Tuesday, January 2, 2018

A Song of Grod Chapter One

I took this one down a while back on the grounds that The Song of Grod was going in a much different direction.  And as Grod had become the star of the show, I figured it was better to let the audience meet him first.   I figured I'd rework or just plain rewrite a scene that covers the major points of this Chapter if I ever got around to working on the story again.  

I wrote this in July of 2015.  Think about that as you read this.  

This was all meant to be SATIRE



The throne room of Columbiana had seen better days, so had the throne.

The tapestries celebrating the glorious victories of fivescore years ago and the ones glossing over the shabby defeats of threescore years ago were equally faded and tattered.  They couldn’t be removed without revealing the state of the walls they covered. The Throne Room of Columbiana  was still called the White Room but no one remembered why anymore.

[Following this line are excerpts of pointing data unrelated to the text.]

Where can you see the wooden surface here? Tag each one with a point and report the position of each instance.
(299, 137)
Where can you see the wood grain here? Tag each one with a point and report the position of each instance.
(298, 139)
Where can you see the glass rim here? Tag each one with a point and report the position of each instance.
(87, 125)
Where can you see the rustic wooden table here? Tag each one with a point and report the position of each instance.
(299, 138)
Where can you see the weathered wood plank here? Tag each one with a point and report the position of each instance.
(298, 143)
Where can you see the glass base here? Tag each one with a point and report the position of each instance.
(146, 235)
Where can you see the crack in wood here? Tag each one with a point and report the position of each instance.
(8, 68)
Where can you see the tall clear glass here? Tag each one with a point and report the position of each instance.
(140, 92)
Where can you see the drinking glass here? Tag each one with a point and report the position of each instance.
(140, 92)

The cast iron chandeliers were cracked and covered with rust, their bobeches were long broken or missing entirely, candle wax dripped freely downward upon the jittery courtiers below.

The stained glass had been replaced over the years with stained glass.  A different and altogether more disgusting way of conducting a sunlight that was clearly embarrassed to be there at all, into the throne room.

Speaking of which, the Emerald Throne itself, now consisted almost entirely of debased green glass.  Although as the Earl Earl had proudly stated during the previous regency, the glass did contain one percent real, authentic, genuine emerald.  So the throne was still considered basically sound by all right thinking economists.

The floor for what it’s worth was immaculately clean and brightly polished.  An unintended side effect of the incontinent chandeliers.  Buffing out the wax, was way easier than cleaning it up.  

Also the Regent  liked to watch the courtiers slip and fall on their butts.  It was the only thing that brightened his day at court

Lord Trelvis of Sorianonnydel,was in the half courtesy of his people. Proper kneeling being pretty much out of the question for centaurs. He stared down at his delicately manicured hooves nervously. So brightly polished for his first presentation at court that he could clearly see the wispy blonde curls of his chin beard.

Lord Trelvis licked his lips.  The Trelvis reflected in his hooves did the same. Clearly mocking him!  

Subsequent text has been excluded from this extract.